Power users will love GrepWin, a free search-and-replace tool that enables regular expression searches from context menus in Explorer. It essentially adds a sophisticated interface to the grep command-line search tool developed for Unix and used in Linux, MacOS, and other operating systems, including Windows. It can replace whole strings of text in compatible files and documents, such as text files. Regular expressions (regex) enable incredibly specific searches, such as words with a specific number of letters or sequence of vowels, or "cats" when preceded by "house" or "wild." With special characters, groupings, and syntax, it's a science unto itself.
GrepWin automatically associates itself with shell context menus in Windows, so we simply right-clicked the desktop and selected it. GrepWin's businesslike interface is fairly typical of search tools, with entry fields, various options and buttons, and a list view, though it's an up-to-date design, too, with aero-style highlighting enlivening the gray tones. We could specify a regex or text search, enable case-sensitive searching, limit searches by various factors such as file size, enter strings to exclude or exactly match files, and include or exclude hidden items, system items, binary files, and subfolders. A Settings button let us specify a text editor to use with GrepWin. We could also check boxes to create backup files, treat files as UTF8, and create and use Presets. Pressing F1 for Help called up a useful list of regular expressions, with more examples and assistance available at the program's Web site.

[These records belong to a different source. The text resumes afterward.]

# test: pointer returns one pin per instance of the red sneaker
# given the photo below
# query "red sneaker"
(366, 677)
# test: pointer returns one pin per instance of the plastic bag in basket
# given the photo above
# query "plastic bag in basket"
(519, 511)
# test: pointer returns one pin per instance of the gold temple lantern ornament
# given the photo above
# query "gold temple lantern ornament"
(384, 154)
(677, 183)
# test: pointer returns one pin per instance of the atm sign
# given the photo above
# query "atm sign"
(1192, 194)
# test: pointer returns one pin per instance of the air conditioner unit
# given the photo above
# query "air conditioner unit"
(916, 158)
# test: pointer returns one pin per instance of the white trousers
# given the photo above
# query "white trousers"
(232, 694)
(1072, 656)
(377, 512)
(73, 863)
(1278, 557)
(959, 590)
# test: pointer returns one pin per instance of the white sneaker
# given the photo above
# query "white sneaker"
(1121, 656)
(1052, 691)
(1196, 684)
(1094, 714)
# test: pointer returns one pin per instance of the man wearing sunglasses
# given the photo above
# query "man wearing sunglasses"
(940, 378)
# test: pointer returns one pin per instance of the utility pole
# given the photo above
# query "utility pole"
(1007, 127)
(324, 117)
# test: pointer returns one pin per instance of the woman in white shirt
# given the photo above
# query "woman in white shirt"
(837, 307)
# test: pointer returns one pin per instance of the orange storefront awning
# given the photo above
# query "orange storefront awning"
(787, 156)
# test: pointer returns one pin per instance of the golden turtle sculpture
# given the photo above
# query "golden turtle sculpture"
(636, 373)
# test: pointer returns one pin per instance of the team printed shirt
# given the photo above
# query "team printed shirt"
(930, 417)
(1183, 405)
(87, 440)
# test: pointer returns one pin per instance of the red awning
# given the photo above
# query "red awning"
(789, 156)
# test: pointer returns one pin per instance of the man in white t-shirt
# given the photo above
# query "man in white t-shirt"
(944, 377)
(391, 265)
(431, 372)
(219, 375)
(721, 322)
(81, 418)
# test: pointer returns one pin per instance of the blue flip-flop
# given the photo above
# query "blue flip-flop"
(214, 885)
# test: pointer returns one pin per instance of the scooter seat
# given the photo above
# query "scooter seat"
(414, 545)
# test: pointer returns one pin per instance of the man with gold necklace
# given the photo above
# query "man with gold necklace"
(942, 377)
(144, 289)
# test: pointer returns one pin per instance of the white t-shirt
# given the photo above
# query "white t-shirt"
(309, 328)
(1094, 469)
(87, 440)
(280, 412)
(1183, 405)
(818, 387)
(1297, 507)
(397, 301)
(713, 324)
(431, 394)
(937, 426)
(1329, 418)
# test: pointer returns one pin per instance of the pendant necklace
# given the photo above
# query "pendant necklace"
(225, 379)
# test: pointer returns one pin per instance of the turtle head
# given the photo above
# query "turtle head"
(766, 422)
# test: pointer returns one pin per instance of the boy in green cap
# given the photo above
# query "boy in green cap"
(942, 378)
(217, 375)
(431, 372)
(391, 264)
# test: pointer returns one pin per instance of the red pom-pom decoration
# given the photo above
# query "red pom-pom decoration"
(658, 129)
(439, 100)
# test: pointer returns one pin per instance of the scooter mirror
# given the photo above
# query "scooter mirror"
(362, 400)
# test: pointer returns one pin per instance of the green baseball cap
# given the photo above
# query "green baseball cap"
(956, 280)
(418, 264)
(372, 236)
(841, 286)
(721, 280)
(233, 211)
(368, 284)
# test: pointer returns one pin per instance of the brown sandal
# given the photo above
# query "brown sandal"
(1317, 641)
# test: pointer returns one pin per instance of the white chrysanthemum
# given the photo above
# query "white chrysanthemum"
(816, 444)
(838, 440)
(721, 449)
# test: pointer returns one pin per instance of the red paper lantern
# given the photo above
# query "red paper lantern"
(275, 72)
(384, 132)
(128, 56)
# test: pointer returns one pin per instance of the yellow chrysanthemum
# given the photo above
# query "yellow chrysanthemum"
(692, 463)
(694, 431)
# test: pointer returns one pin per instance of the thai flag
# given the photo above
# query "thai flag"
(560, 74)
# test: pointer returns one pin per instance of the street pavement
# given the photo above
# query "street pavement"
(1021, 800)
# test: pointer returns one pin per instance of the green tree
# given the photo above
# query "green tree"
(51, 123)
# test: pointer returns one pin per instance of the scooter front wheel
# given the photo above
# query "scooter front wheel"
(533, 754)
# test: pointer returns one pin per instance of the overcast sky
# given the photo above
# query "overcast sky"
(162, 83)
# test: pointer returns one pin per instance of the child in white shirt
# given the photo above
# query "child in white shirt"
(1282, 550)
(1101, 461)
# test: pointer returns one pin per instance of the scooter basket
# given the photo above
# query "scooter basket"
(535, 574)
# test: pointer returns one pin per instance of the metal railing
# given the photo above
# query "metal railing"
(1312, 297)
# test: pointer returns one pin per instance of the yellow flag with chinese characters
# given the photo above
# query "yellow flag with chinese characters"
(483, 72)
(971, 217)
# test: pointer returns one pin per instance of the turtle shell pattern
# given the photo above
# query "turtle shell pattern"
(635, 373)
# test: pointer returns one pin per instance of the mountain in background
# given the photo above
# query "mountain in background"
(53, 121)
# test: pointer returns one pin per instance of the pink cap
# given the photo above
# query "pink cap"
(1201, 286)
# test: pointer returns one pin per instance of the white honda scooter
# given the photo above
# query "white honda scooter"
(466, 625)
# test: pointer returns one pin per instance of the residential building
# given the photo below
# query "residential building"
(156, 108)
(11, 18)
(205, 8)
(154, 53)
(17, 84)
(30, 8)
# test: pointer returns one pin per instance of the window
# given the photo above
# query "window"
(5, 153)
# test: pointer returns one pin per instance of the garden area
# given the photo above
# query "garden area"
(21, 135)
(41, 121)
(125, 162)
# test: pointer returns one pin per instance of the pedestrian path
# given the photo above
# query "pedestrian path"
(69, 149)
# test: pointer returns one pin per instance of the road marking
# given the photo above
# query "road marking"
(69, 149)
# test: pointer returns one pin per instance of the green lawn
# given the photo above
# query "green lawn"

GrepWin is a pleasure to use. We started with some simple text and regex searches and moved on to some more complex searches, yet GrepWin found highly specific results very quickly in each case. Next we tried the Replace feature. We created and named a text file, typed in a word, and saved it to a specific destination. GrepWin quickly found it. In the Replace field, we entered a different word, and then clicked the Replace button. When we returned to our text file and opened it, the original word had been replaced with our new word; job well done. GrepWin's a winner.